Oft betrauern wir die vergangene Jugend, die schönen alten Zeiten, den Verlust einer guten Freundschaft oder eines lieben Menschen. Frankl verwendet auch die Metapher, dass wir nur die Stoppelfelder der abgeernteten Felder sehen und ermutigt uns, uns an den vollen Scheunen der Vergangenheit zu erfreuen. Denn all die Erlebnisse und schönen Momente sind in unserer Erinnerung verfügbar. Wann immer wir uns an sie erinnern, können wir uns an ihnen erfreuen.
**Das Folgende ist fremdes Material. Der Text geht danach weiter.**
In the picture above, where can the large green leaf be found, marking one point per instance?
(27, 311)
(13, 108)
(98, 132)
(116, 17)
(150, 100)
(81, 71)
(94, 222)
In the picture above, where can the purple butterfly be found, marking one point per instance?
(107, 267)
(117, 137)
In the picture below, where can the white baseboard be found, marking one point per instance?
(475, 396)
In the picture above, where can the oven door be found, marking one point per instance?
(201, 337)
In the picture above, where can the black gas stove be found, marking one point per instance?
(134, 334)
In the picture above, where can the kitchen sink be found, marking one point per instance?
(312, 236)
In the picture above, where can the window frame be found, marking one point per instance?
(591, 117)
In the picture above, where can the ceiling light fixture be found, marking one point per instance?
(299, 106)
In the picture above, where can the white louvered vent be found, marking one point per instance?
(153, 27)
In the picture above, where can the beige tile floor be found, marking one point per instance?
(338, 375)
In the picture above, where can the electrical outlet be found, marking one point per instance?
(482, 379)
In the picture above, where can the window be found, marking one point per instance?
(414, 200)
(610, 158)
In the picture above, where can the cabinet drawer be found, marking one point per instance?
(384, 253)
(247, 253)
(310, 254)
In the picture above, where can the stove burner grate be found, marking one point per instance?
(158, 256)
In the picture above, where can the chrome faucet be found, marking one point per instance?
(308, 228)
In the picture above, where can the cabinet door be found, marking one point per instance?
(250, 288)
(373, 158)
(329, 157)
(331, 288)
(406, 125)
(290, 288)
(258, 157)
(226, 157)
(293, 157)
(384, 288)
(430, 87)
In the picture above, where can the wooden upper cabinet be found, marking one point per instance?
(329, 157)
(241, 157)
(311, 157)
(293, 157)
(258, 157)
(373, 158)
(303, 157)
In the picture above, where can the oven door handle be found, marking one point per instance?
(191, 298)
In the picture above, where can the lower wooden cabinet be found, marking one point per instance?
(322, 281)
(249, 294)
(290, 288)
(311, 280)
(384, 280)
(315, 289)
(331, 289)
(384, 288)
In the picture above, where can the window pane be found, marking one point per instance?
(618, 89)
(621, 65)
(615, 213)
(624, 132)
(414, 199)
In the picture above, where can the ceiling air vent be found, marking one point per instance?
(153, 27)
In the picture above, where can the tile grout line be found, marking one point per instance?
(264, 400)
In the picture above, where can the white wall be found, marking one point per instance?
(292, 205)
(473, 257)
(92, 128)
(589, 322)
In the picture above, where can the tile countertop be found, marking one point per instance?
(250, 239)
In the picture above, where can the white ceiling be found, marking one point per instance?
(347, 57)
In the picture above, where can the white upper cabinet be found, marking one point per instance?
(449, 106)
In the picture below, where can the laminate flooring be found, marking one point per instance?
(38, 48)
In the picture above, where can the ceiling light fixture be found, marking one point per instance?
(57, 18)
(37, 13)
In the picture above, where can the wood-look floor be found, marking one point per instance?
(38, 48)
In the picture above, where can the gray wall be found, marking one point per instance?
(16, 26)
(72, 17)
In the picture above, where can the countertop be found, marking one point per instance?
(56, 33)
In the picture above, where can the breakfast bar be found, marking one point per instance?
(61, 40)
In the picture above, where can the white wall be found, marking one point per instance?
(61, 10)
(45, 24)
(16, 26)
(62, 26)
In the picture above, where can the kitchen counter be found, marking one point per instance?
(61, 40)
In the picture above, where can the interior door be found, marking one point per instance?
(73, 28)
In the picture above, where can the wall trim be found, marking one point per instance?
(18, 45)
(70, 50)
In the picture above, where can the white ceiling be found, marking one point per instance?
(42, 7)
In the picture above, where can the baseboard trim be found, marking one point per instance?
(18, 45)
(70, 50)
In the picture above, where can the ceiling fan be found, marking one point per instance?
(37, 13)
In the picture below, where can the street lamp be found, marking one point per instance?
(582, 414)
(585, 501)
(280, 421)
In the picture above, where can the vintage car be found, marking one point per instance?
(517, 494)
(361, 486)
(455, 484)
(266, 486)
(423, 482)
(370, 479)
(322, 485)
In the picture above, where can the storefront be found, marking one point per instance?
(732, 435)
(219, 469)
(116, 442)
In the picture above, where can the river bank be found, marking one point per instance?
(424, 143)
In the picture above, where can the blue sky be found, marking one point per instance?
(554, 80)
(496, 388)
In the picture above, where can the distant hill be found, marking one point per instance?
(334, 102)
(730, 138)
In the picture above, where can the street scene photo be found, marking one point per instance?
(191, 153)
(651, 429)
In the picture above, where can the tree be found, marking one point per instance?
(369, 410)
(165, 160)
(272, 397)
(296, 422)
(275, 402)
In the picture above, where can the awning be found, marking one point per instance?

Sie können uns Kraft und Mut geben die Gegenwart zu leben und die Zukunft zu gestalten.


Es ist wie mit dem Auge, das seiner Funktion, die Welt zu sehen, nur in dem Maße nachkommen kann, in dem es sich nicht selber sieht.

Frankl postuliert, dass der Mensch Sinn in der „Transzendenz“ erfahren kann, also wenn er über sich selbst hinaus geht; In dem er sich einem anderen Menschen oder einer Sache hingibt. Das Modewort heißt „Flow“, ein Zustand der Selbstvergessenheit, der Freiheit und Unbegrenztheit. Frankl glaubt nicht, dass man in Selbstbezogenheit und Egoismus Sinn und letztlich Zufriedenheit oder Glück erfahren kann. Er warnt vor „Hyperreflexion“ – einem zu intensiven Nachdenken über sich selbst. Er vergleicht das mit dem Auge, das die Aufgabe hat, die Welt zu sehen. Bei grünem oder grauem Star ist die Linse getrübt, das Auge sieht sich selbst also die Trübung der Linse. Seiner Funktion kann es nicht mehr nachkommen.